Comment as-tu été amené à réaliser un remix pour « Summer in Paris » de Dj Cam, titre qui date de 2002 ? Est-ce un morceau important pour toi ? Et que représente Dj Cam pour toi ?
J’ai été contacté par Laurent (Dj Cam) suite à sa compil’ « Deep Session » sortie chez Wagram, dans laquelle il avait mis un de mes morceaux « Love Will Ever Do ». Il m’a ensuite demandé de le remixer pour faire une sortie un peu emblématique d’un de ses classiques, plus de dix ans plus tard. Je vais être honnête : en 2002 j’avais quatorze ans et, à l’époque, je n’écoutais pas ce genre de son mais j’ai pris pas mal de plaisir à l’écouter attentivement et à lui donner une autre teinte en gardant ce coté chill et sophistiqué de la French Touch première génération.




Tu as réalisé pas mal de remixes pour différents artistes (Andreya Triana, Anushka, Tambour Battant, Dj Cam donc…) : que t’apporte cet exercice ? De la visibilité auprès d’un public toujours plus large ? Un moyen de travailler ton propre style ?
Travailler sur des remixes est un exercice très intéressant à mes yeux : il m’oblige à aborder mon workflow de manière complètement différente et singulière à chaque nouveau morceau, rompant ainsi avec les réflexes de production que l’on adopte au fil du temps.

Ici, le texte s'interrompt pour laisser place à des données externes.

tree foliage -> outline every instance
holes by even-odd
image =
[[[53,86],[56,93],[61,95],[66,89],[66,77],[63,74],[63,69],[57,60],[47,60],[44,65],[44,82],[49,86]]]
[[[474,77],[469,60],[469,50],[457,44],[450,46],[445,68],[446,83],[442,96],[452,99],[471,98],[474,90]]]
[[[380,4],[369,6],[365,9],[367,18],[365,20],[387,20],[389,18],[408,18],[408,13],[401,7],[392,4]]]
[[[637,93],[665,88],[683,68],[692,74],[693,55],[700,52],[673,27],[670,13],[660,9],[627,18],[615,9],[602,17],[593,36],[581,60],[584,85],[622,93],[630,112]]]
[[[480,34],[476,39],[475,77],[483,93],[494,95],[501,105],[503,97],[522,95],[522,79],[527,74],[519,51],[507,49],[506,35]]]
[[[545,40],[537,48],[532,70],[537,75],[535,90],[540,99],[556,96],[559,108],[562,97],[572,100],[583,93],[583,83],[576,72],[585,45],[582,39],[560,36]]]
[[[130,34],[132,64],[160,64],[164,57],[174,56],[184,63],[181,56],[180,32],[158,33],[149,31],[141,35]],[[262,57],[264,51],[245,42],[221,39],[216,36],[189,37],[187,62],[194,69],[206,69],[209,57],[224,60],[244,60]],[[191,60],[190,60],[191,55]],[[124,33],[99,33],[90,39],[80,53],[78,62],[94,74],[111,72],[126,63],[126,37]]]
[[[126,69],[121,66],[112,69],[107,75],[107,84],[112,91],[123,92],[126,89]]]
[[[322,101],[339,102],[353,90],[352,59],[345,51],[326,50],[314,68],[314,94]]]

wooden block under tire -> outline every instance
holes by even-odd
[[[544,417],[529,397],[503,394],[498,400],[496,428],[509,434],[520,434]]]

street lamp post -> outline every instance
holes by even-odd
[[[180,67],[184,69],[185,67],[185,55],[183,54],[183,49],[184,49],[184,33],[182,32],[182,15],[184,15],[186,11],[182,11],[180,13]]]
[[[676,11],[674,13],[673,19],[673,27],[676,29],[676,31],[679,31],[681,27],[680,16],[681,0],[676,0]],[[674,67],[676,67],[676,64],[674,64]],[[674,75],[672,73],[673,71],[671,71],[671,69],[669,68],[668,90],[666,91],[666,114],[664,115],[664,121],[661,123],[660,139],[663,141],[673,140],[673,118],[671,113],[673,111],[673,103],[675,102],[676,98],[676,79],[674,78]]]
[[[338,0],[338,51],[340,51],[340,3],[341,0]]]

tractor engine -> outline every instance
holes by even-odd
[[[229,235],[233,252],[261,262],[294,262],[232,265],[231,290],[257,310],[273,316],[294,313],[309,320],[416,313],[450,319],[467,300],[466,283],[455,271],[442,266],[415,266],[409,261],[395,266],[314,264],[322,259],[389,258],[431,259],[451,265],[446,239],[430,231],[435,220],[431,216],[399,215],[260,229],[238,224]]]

Et je pense que c’est une chose très importante pour tous, de savoir se bousculer un peu afin de voir son travail d’un autre angle. Cela te permet également de te frotter à un auditoire différent de celui qui te suit déjà et donc de sortir de ta zone de confort esthétique dans laquelle tu peux vite tourner en rond. Il est vrai que cette pratique m’a fait rencontrer plusieurs personnes issues de milieux différents, et il y a toujours de belles rencontres à la clé.

Comment s’est faite ta rencontre avec Gilles Peterson ? Personnellement, je t’avais découvert via son émission « Worldwide ». Quelles sont les bases de votre relation musicale ?

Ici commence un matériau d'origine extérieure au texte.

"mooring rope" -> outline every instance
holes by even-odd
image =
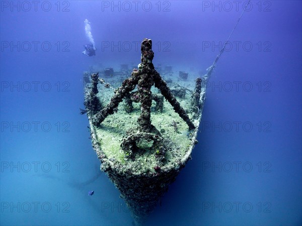
[[[242,11],[242,13],[241,13],[241,15],[240,15],[240,17],[239,17],[239,18],[238,18],[238,20],[237,20],[237,23],[236,23],[236,25],[235,25],[235,26],[233,28],[233,30],[232,31],[232,32],[230,34],[230,35],[229,36],[229,38],[228,38],[228,40],[225,42],[224,42],[224,43],[223,43],[223,45],[222,46],[222,48],[221,49],[221,50],[220,51],[219,54],[216,57],[216,58],[215,59],[215,60],[214,61],[214,62],[213,63],[213,64],[211,66],[210,66],[206,69],[206,70],[207,71],[207,73],[206,74],[205,74],[203,76],[203,77],[205,79],[204,80],[207,80],[208,79],[208,78],[209,77],[210,75],[211,75],[212,71],[213,71],[213,70],[215,69],[215,67],[216,67],[216,64],[217,63],[217,62],[218,61],[218,60],[220,58],[220,57],[221,55],[222,54],[222,53],[224,51],[224,48],[225,48],[225,45],[229,42],[229,40],[230,40],[230,39],[231,38],[232,35],[233,35],[233,32],[234,32],[234,31],[236,29],[236,27],[237,27],[237,25],[238,25],[238,24],[239,23],[239,21],[240,21],[240,19],[241,19],[241,18],[242,17],[242,16],[243,15],[243,13],[245,12],[245,11],[246,11],[246,10],[247,9],[247,7],[250,4],[250,2],[251,2],[251,0],[249,0],[249,2],[248,2],[248,4],[247,5],[246,5],[246,6],[245,6],[244,9]]]

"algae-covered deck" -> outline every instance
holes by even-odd
[[[99,89],[102,91],[99,91],[98,97],[102,105],[105,105],[109,103],[113,91],[110,88],[104,87],[103,84],[99,84]],[[194,83],[187,82],[186,89],[180,87],[178,90],[182,92],[181,97],[178,97],[176,93],[176,99],[190,118],[193,118],[191,110],[192,92],[188,90],[194,90]],[[171,86],[172,88],[178,86],[174,84]],[[186,92],[184,95],[184,90]],[[159,90],[154,87],[152,91],[153,93],[157,93]],[[125,170],[134,168],[134,172],[137,174],[153,173],[156,172],[156,167],[159,165],[162,167],[177,167],[188,151],[194,134],[192,131],[189,131],[187,124],[175,111],[169,102],[164,101],[162,110],[157,110],[157,103],[153,100],[151,107],[151,122],[159,131],[166,146],[168,148],[162,161],[163,164],[159,164],[157,157],[159,150],[153,145],[153,140],[149,139],[148,141],[144,139],[140,139],[136,142],[135,161],[127,161],[127,154],[122,150],[121,144],[124,138],[138,128],[137,120],[140,112],[140,103],[133,102],[133,110],[127,112],[125,102],[124,100],[120,103],[117,112],[108,116],[99,126],[95,127],[100,148],[106,158],[109,161],[116,161],[123,164]],[[193,123],[198,126],[197,120],[195,120]]]

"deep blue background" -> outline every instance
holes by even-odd
[[[160,2],[159,11],[158,2],[152,2],[149,12],[147,5],[142,8],[142,1],[137,12],[132,2],[129,12],[125,5],[120,11],[111,7],[102,10],[102,5],[111,1],[61,2],[59,12],[56,2],[49,2],[49,12],[47,5],[41,8],[43,1],[36,11],[32,4],[28,12],[22,2],[14,2],[20,4],[20,10],[5,8],[8,3],[12,4],[1,2],[0,12],[1,224],[131,225],[118,191],[98,171],[99,162],[88,139],[87,118],[79,114],[79,108],[84,108],[83,72],[94,63],[104,67],[139,63],[140,53],[134,45],[128,52],[102,49],[103,45],[140,42],[146,37],[153,41],[156,65],[170,64],[194,76],[199,71],[205,74],[219,49],[203,50],[203,45],[225,41],[246,2],[240,2],[236,10],[235,3],[229,2],[233,9],[228,11],[223,2],[215,2],[221,4],[219,10],[203,8],[212,1],[166,1]],[[221,84],[221,89],[211,85],[208,88],[193,159],[170,186],[148,225],[301,223],[301,4],[251,3],[253,9],[245,13],[230,40],[233,44],[242,42],[238,51],[233,46],[225,52],[210,78],[210,84]],[[89,42],[85,19],[91,23],[98,48],[94,57],[81,53],[83,45]],[[26,51],[26,42],[34,41],[40,42],[37,51],[33,45]],[[4,48],[11,42],[20,42],[20,49]],[[49,51],[42,49],[43,42],[51,44]],[[162,47],[169,42],[170,51],[159,49],[155,45],[159,42]],[[245,42],[252,44],[250,51],[243,48]],[[12,82],[17,86],[20,82],[20,91],[11,86]],[[33,82],[40,82],[36,91]],[[28,82],[32,86],[27,92]],[[49,91],[42,89],[43,82],[51,85]],[[240,83],[238,90],[235,82]],[[244,89],[245,82],[253,85],[250,91]],[[230,83],[233,86],[228,91]],[[63,89],[66,84],[68,87]],[[40,122],[37,132],[33,122]],[[18,128],[7,128],[7,122],[24,126],[29,122],[32,127],[28,132],[26,127],[19,132]],[[43,122],[51,125],[49,132],[41,128]],[[236,123],[240,124],[238,130]],[[252,125],[250,132],[242,127],[245,123]],[[218,126],[209,128],[209,124]],[[230,125],[233,127],[229,130]],[[37,172],[33,162],[40,163]],[[238,170],[235,162],[240,163]],[[32,167],[28,172],[27,162]],[[45,172],[46,163],[41,169],[42,163],[51,166],[50,172]],[[18,164],[20,172],[18,167],[11,168]],[[221,167],[207,168],[209,164]],[[230,164],[233,168],[229,170]],[[69,172],[62,172],[66,166]],[[83,183],[97,175],[93,183]],[[89,196],[92,189],[95,193]],[[39,202],[37,211],[33,202]],[[18,203],[20,209],[11,208]],[[31,209],[27,212],[28,203]],[[47,203],[51,206],[48,212]],[[64,212],[66,207],[68,212]]]

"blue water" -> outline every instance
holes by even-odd
[[[204,74],[247,2],[1,2],[0,223],[131,225],[79,114],[83,72],[139,63],[148,38],[156,65]],[[146,225],[302,223],[301,3],[251,4],[210,79],[193,159]]]

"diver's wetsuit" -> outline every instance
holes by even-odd
[[[84,47],[85,47],[85,51],[82,52],[83,54],[88,56],[96,55],[96,50],[94,49],[93,44],[86,45],[84,46]]]

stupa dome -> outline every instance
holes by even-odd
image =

Et bien, suite aux encouragements de plusieurs artistes que je suis depuis quelques années, j’ai simplement commencé par toquer à la porte de plusieurs labels avec quelques démos, dont Brownswood. Le D.A de l’époque a ensuite fait remonter quelques-uns de mes morceaux à Gilles, qui en a joué par la suite plusieurs dans son émission à la BBC. Depuis, on s’est croisé à plusieurs reprises, il m’a invité à son festival ( Worldwide festival report) et on a partagé quelques scènes ensemble. Lors de ces événements, notamment à Londres pour les Worldwide Awards, j’ai eu la chance de rencontrer une bonne partie de son entourage, et j’ai découvert une vraie famille au sens large : chacun a sa spécialité mais tous se retrouvent autour de l’amour de la musique, quelque soit sa forme esthétique ou sa provenance. Worldwide : tout est dans le titre.

Tu as deux Eps à ton actif : « Juke Box » sorti il y a un an et « Moods » il y a 5 mois. Le tempo semble avoir ralenti depuis « Juke Box » : penses-tu que tes dernières sorties consacrent ta signature musicale ?

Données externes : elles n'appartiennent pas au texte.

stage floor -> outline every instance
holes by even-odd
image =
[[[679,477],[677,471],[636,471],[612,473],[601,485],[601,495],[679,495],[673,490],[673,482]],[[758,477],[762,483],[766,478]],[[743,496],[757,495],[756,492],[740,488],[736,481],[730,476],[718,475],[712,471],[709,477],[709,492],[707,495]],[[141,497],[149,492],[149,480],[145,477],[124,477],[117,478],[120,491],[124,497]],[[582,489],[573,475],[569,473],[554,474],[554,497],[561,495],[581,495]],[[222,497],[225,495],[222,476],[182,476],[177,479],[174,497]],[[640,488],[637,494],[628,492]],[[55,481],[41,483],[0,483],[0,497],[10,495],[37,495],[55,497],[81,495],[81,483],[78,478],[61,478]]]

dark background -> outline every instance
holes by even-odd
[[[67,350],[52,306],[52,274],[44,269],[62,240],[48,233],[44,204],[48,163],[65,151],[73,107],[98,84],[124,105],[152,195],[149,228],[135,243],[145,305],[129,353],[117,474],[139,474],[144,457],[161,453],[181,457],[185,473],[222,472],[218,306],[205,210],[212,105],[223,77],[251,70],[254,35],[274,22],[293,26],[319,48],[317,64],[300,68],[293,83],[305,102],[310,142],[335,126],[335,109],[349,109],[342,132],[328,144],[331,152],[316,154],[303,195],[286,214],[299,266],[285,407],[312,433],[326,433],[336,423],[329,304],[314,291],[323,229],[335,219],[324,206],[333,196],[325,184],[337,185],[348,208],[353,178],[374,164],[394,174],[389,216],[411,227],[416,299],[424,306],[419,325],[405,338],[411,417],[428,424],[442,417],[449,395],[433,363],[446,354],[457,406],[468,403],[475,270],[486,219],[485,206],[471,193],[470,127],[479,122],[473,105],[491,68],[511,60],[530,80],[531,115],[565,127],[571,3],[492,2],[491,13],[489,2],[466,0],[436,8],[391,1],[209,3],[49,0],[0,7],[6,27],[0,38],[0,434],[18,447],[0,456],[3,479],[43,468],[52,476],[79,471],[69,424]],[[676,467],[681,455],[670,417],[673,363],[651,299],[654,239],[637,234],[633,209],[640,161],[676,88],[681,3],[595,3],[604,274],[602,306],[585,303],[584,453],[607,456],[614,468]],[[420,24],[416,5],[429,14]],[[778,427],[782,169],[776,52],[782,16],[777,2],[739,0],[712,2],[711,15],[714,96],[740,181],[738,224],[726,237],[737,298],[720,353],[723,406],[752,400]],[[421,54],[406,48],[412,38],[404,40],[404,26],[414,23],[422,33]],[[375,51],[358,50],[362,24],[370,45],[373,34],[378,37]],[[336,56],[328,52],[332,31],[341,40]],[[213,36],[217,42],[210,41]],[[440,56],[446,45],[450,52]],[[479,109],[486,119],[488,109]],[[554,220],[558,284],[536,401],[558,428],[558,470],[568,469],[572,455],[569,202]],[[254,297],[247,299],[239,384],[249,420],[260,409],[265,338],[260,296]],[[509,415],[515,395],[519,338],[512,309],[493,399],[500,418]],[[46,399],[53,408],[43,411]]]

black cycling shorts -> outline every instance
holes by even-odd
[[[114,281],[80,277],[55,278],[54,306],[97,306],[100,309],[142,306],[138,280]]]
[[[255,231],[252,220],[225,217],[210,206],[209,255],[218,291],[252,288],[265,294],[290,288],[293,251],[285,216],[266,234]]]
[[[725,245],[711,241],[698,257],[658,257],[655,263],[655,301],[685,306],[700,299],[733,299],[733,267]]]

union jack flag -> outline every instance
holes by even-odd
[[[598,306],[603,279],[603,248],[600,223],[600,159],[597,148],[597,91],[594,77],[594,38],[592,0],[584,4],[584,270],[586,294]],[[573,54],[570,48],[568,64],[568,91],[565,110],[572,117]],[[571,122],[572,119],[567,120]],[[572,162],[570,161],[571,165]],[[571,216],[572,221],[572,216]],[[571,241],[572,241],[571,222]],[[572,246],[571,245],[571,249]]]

Je pense effectivement que ma « signature musicale » se dessine mieux au fur et à mesure des sorties, mais reflète également ce que j’écoute sur le moment, ce qui les rend différentes à chaque fois. Cela dit, les deux Eps sont sortis à intervalles assez proches dans la phase de création. Les nouveaux morceaux sur lesquels je bosse actuellement seront, je pense, plus éloignés des styles avec lesquels j’ai joué pour mes deux premières sorties.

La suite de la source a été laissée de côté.